In one document dated January 4, 1949 - 12 days after the seven men were secretly hanged at Tokyo’s Sugamo Prison - Major Luther Frierson writes: “We proceeded to a point approximately 30 miles over the Pacific Ocean east of Yokohama where I personally scattered the cremated remains over a wide area”.

The secrecy and extra precautions taken by the Allies who occupied Japan after Tokyo‘s surrender in September 1945 was to avoid creating any graves or memorials to the nation’s controversial former leaders that could be turned into rallying points for nationalists, much like what was done with Al-Qaeda leader Osama bin Laden.

As a result, there have long been conflicting reports about what happened to the remains of the men who led Japan into war in Asia and then expanded the conflict to encompass the United States and European powers.

Yuko Tojo, granddaughter of Japan's wartime leader, General Hideki Tojo, poses with a photo of her grandfather outside Yaskuni Shrine in Tokyo - Robert Gilhooly
Yuko Tojo, granddaughter of Japan's wartime leader, General Hideki Tojo, poses with a photo of her grandfather outside Yaskuni Shrine in Tokyo - Robert Gilhooly

There have been suggestions that Tojo’s remains were secretly interred at Yasukuni Shrine in central Tokyo, considered the last resting place of the spirits of millions of Japanese who died in service, or in the rural Koa Kannon temple, 90 miles southwest of Tokyo, which has become a point of pilgrimage for a new generation of nationalists.

There have also been rumours that the ashes were scattered over the grounds of a horse racing track in Yokohama that was taken over by the US military, dumped in a car park elsewhere in the city, or tipped into Tokyo Bay.

“I had no idea what happened to the remains [of Tojo] as there was no discussion of the matter," Hidetoshi Tojo, the great-grandson of the wartime leader, told Kyodo. “It is disappointing that we cannot pinpoint the exact location in the Pacific.

“It was made difficult to know the exact location by scattering them in the sea and it is my understanding that the US military was making a thorough effort to ensure that they could not be deified."

“If the remains were returned to nature, that is better than being abandoned somewhere else,” he added.

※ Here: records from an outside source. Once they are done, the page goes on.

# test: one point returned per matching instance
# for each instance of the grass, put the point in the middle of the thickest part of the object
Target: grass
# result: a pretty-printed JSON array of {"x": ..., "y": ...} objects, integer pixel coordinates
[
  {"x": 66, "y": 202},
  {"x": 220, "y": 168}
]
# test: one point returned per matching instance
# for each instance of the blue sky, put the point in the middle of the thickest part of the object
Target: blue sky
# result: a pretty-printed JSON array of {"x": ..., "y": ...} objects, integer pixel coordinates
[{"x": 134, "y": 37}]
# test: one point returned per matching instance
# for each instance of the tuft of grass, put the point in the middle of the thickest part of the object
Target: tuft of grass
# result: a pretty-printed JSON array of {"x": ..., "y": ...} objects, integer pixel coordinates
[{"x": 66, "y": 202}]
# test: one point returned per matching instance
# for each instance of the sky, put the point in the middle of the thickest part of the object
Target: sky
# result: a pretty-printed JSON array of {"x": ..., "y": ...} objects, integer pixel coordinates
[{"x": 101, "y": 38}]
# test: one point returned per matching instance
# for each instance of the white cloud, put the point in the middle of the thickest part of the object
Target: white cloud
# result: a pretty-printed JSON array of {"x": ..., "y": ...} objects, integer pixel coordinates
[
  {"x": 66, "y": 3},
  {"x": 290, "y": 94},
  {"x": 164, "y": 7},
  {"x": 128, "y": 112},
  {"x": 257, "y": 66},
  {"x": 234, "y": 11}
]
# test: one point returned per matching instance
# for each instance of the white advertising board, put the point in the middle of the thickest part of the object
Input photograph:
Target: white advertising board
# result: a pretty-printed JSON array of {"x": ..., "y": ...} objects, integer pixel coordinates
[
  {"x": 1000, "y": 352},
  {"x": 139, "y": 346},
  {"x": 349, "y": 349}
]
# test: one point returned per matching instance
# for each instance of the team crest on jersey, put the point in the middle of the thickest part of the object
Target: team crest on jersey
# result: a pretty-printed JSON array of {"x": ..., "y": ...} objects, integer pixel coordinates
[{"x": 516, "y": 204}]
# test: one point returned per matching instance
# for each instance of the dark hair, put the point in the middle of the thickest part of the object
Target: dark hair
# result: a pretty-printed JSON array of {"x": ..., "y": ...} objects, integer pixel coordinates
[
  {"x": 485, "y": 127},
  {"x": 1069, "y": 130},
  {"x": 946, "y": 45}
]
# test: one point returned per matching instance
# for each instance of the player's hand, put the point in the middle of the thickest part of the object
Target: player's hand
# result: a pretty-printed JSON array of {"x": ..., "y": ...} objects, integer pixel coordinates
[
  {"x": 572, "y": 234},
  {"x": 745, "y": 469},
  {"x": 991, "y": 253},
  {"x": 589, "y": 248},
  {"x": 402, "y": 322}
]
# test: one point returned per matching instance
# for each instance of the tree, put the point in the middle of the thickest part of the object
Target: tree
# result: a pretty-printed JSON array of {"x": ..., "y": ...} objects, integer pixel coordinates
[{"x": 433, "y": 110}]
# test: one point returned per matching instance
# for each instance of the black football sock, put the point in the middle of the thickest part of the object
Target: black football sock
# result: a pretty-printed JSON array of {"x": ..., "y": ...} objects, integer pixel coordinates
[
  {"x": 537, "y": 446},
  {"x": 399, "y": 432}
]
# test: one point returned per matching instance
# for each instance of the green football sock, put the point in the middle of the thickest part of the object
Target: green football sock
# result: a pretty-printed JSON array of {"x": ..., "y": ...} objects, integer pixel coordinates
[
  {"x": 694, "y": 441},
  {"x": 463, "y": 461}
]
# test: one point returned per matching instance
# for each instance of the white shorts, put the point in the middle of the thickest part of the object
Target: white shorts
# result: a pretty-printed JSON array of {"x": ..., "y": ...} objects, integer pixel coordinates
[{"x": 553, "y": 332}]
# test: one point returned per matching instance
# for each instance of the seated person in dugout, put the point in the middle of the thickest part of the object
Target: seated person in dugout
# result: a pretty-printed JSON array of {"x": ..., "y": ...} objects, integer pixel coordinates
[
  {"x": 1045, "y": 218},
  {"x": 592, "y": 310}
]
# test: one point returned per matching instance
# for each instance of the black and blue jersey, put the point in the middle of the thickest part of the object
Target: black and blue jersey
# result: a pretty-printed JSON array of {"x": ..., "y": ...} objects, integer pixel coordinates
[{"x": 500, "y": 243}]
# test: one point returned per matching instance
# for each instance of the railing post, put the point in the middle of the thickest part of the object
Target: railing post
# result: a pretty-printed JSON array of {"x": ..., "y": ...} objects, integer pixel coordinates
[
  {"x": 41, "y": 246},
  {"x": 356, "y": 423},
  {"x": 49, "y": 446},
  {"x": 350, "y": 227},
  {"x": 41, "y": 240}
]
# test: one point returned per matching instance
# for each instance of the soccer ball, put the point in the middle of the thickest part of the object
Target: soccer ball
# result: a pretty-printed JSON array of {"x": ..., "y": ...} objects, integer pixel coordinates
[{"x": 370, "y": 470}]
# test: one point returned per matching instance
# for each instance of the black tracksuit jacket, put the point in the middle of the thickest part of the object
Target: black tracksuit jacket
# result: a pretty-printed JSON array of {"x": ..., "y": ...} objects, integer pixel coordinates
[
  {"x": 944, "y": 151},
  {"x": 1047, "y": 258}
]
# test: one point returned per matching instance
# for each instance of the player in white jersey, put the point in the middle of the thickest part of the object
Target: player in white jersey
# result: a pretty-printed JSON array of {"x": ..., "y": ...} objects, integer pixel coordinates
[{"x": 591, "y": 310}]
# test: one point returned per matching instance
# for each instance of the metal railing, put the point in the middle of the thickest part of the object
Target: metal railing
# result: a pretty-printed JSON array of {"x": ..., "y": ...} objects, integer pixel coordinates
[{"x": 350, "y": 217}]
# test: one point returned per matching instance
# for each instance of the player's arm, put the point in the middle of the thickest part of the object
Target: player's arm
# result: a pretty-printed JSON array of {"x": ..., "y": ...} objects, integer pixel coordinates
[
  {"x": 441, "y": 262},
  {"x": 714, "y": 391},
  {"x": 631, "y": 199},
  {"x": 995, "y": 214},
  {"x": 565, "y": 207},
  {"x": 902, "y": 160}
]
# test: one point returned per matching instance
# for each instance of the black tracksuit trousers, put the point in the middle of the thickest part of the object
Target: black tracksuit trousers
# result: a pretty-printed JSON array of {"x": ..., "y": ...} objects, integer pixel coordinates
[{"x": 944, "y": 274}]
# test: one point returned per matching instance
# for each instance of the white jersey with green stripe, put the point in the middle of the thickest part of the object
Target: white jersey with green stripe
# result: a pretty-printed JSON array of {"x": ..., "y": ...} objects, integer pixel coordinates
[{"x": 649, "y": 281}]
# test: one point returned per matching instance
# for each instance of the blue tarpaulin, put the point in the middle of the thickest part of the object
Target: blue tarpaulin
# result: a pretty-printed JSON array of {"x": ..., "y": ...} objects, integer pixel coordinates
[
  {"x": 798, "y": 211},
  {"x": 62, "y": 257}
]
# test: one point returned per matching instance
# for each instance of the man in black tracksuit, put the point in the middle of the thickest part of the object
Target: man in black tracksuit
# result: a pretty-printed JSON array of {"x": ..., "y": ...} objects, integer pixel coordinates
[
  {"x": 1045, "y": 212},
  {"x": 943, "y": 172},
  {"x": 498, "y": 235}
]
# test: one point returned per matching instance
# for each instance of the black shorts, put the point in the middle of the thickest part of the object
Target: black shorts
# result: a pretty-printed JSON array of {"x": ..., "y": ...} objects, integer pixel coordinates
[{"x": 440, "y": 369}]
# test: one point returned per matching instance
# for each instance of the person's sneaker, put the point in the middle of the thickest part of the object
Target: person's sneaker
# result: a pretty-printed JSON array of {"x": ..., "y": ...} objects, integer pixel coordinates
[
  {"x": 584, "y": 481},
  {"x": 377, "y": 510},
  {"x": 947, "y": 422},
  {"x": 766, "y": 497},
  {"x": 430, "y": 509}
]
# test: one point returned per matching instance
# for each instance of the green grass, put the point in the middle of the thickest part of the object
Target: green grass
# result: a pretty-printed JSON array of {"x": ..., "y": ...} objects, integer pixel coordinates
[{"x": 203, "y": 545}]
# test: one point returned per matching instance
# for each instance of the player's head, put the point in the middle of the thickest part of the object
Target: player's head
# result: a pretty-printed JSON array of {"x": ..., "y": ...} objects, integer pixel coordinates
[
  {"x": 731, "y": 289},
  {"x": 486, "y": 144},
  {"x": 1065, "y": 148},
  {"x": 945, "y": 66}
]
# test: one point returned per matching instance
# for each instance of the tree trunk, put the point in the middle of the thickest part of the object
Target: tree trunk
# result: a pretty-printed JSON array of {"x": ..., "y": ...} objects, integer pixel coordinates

A career military officer, Tojo was an outspoken advocate of a pre-emptive attack against the US forces at Pearl Harbour and British and other European colonies in the Far East, including Hong Kong and Singapore.

Named prime minister in October 1941, he stepped down in July 1944 as the tide of the conflict turned against Japan.

Former Army General and Prime Minister Hideki Tojo (centre) at a military trial in 1946
Former Army General and Prime Minister Hideki Tojo (centre) at a military trial in 1946

After his arrest, Tojo was tried for a range of war crimes, including waging wars of aggression, war in violation of international law and ordering, authorising and permitting the inhumane treatment of prisoners of war.

Historians estimate the Japanese military was responsible for the deaths of as many as 5 million civilians and prisoners of war during the two years and nine months that Tojo was prime minister as a result of massacres, starvation, forced labour and human experimentation.

Millions more servicemen were killed during the same timeframe.

Tojo was the most famous Japanese leader found guilty in the Tokyo trials, with six other military leaders similarly found guilty of war crimes and crimes against humanity.

At the time of his arrest - when he made a botched suicide attempt - an unrepentant Tojo told Japanese reporters, "The Greater East Asia War was justified and righteous. I am very sorry for the nation and all the races of the Greater Asiatic powers. I wait for the righteous judgement of history. I wished to commit suicide, but sometimes that fails."